In der Reihe “RISC OS-Projekte” soll es um Anregungen gehen für Menschen mit zu viel Freizeit. Es sollen Projekte beschrieben werden, die sowohl interessant sind, technisch anspruchsvoll und mit hohem Mehrwert für die RISC OS-Community. Den Anfang macht quasi eines der größten denkbaren Projekte überhaupt.
Die Geschichte der Browser für RISC OS ist lang. Es begann mit ArcWeb und Webster im Bereich Freeware. Dann kam die lange Reihe an Versuchen, Browser zu verkaufen: Fresco (immer nur erhältlich im Gesamtpaket der ANT Internet Suite), Webite (als Teil von Termite Internet), WebsterXL, Acorn Browse, Oregano, Oregano 2. Ein kurzes Zwischenspiel gab es mit einer Portierung von Firefox 2, die aber recht langsam und instabil war und nicht wirklich in RISC OS integriert war. Aktuell ist nur einer übrig geblieben: NetSurf, der unter der GPL steht und ständig weiterentwickelt wird.
Das Problem: das Internet entwickelt sich weiterhin rasant weiter. HTML5 und CSS3 sind aktuell die Standards, dazu tiefe JavaScript-Integration zur DOM-Manipulation. Die ständig zunehmende Verwendung von komplexem JavaScript erfordert außerdem ausgefeilte Optimierungsmechanismen bei der JavaScript-Interpretation. NetSurf hinkt schon heute dem Stand der Technik weit hinterher und hat bis heute keine anständige JavaScript-Unterstützung. Die Ziele der NetSurf-Entwickler sind sicher weitgehend passend für RISC OS-Zwecke (speicherplatzsparend, schnell, kompakt, gutes schlankes UI), aber was hilft das, wenn moderne Webseiten schlicht nicht zugänglich sind? Das sollte nicht als Kritik an NetSurf missverstanden werden – die Entwicklerkapazitäten sind dort begrenzt, und der Wettlauf gegen die Aktualisierung der Standards ist kaum zu gewinnen ohne ein großes Vollzeit-Entwicklerteam.
Im RISCOSOpen-Forum gibt es dazu einen Thread mit einer recht interessanten Diskussion dazu.
Unterm Strich bleibt meines Erachtens nur eine sinnvolle Option: die Portierung von Firefox/Gecko oder WebKit/Blinks. Nur damit ist garantiert, dass der Browser anständig kompatibel ist und bleibt mit den aktuellen Inhalten des Webs. WebKit scheint rein vom Portierungsaufwand her die bessere Wahl zu sein – es ist die deutlich jüngere Codebasis, wurde schon auf viele auch spärlich ausgestattete Plattformen portiert, und scheint generell besser modularisiert zu sein als Firefox bzw. Gecko.
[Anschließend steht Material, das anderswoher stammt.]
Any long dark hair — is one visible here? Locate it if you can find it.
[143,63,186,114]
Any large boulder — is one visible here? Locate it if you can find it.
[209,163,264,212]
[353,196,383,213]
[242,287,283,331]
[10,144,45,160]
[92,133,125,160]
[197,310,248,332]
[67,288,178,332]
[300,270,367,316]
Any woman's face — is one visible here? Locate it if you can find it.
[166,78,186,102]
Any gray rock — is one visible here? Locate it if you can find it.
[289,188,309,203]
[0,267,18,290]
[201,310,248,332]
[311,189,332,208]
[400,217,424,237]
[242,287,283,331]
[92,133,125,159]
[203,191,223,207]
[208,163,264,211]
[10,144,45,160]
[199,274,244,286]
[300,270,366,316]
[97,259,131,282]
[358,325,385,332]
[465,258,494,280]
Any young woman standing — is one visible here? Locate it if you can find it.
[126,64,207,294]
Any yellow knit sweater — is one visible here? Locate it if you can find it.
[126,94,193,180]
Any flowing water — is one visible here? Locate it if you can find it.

Also, frisch ans Werk. Es braucht jemand, der sowohl unter RISC OS als auch unter Linux zuhause ist. Jemand, der die UI-Toolkits unter Linux kennt und natürlich WIMP-Experte ist. Jemand, der C und C++ im Schlaf beherrscht. Jemand, der die notwendige Entwicklungsinfrastruktur aufsetzen kann und dann natürlich auch betreibt. Und jemand, der reichlich Freizeit hat, um das Projekt voranzutreiben. Mit anderen Worten: einer allein wird das wohl kaum schaffen.
Grobe Vorgehensweise: einen ausreichend leistungsfähigen Linux-Server anmieten. Die heutzutage notwendige Infrastruktur aufsetzen (Gerrit/Git, Jenkins, GCCSDK). Das WebKit-Git-Repo clonen. Die WebKit-Portierung finden, die RISC OS technisch am nächsten ist. Code branchen und anfangen, den technischen Minimaldurchstich zu implementieren (hier gibt es Hinweise dazu). Nach und nach die Lücken füllen – vermutlich wird es sinnvoll sein, einige der Mainstream-Libs zu portieren wie Cairo und Freetype. Die notwendigen Anpassungen für die RISC OS-Portierung als Patches upstream zur Verfügung stellen. Eine anständige RISC OS-GUI drumrumstricken. Herausfinden, dass WebKit inzwischen von Blink abgelöst wurde. Gehe zurück auf Los. Froh sein, dass man die Basislibs schon portiert hat.
Ein ironisch-sarkastischer Beitrag zum Browser-Thema findet sich hier. “Because there are four of you” könnte zum geflügelten RISC OS-Ausspruch werden. Das Original von Peter Naulls ist auch immer noch von gewisser Aktualität und zeigt, wie alt das “Browser-Problem” schon ist.